Charlie Company sells tires. Charlie has discovered that some of its tires have been destroyed. Prior to that, the market value of the destroyed tires was estimated at $1,500,000 and the book value was $1,000,000. Which of the following describes the necessary adjustments to Charlie’s financial statements as a result of this discovery?
a) Net income and inventory reductions of $1,000,000 respectively.
b) Property, plant and equipment and net income reductions of $1,000,000, respectively.
c) Inventory reduction of $1,500,000, net income reduction of $1,000,000 and other comprehensive income reduction of $500,000.
d) Property, plant and equipment reduction of $1,000,000, net income reduction of $1,500,000 other comprehensive income increase of $500,000.

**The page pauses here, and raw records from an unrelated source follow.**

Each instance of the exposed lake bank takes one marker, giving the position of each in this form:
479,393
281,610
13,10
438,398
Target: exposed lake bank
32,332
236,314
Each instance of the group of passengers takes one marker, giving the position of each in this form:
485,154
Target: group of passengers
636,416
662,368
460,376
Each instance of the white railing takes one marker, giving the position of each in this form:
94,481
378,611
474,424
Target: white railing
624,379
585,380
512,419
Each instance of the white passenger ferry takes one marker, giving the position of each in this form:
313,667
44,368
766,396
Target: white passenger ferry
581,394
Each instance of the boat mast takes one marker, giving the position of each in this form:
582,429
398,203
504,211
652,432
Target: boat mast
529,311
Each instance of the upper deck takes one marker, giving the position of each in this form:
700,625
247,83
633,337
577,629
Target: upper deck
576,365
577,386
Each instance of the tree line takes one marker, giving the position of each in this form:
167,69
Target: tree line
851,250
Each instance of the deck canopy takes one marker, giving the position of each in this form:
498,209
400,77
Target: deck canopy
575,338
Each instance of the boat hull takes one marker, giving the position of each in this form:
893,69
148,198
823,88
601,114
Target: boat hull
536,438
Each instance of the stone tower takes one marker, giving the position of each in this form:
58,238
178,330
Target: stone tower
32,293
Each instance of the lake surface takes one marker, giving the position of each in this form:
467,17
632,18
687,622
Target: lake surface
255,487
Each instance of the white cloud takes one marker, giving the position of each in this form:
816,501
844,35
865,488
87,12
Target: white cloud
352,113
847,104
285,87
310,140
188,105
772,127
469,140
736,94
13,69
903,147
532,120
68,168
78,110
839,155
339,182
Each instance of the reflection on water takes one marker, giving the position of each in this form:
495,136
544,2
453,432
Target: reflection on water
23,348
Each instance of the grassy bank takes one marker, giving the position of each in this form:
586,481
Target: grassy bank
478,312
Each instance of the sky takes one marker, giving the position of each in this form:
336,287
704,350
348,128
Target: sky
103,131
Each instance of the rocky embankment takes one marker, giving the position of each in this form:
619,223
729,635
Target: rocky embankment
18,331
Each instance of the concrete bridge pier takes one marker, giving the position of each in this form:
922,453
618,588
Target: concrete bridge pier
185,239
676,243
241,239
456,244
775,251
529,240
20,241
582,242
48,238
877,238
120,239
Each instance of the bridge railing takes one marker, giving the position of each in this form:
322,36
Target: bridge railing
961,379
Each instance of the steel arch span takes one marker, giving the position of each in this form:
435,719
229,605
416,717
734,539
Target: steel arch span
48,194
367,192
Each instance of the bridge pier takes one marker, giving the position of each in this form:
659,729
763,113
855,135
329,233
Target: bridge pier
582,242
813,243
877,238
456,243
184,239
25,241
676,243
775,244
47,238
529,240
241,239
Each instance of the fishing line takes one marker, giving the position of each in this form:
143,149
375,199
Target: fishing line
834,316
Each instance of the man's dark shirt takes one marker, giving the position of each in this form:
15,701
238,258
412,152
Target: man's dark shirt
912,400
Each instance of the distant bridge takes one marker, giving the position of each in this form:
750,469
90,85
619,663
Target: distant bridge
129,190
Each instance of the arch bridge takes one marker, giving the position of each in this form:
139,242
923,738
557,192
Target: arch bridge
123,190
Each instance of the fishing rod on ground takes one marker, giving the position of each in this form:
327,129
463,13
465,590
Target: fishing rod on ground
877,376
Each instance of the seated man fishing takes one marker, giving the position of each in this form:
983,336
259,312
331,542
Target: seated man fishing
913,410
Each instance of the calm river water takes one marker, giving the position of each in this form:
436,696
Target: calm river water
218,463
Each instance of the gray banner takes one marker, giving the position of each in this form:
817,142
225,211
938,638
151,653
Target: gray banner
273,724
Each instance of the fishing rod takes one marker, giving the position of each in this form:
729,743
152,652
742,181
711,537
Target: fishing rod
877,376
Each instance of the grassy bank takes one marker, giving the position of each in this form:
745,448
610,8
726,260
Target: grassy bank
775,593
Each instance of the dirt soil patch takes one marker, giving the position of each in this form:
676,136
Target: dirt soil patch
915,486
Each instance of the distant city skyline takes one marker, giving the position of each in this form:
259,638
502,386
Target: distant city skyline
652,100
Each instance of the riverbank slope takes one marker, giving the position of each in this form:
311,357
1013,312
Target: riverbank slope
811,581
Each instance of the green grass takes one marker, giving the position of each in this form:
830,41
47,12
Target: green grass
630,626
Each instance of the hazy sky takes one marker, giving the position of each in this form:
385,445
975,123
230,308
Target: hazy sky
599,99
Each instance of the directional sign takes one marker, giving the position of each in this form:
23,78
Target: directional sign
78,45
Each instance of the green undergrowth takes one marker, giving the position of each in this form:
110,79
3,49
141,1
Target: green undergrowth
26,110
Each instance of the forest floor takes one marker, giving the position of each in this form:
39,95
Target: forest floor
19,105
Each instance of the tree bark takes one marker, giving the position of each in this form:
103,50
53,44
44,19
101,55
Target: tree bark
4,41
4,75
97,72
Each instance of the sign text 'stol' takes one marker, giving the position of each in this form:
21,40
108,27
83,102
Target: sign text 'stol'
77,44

e) Inventory and net income reductions of $1,500,000 respectively.
Damaged inventory is valued at lower of fair market value or book value whichever is lower. Fair market value refers to current purchase price for the same inventory item. As per facts given in question book value (1000000) is lower compared to fair market value (1500000).Hence loss to be recorded at book value which equals to 1000000.
Since inventory (tire) was destroyed results in reduction in closing inventory and thereby reduce gross profit and thereby net profit.
Hence correct answer is Option A – Net income and Inventory reduction of $1000000 respectively.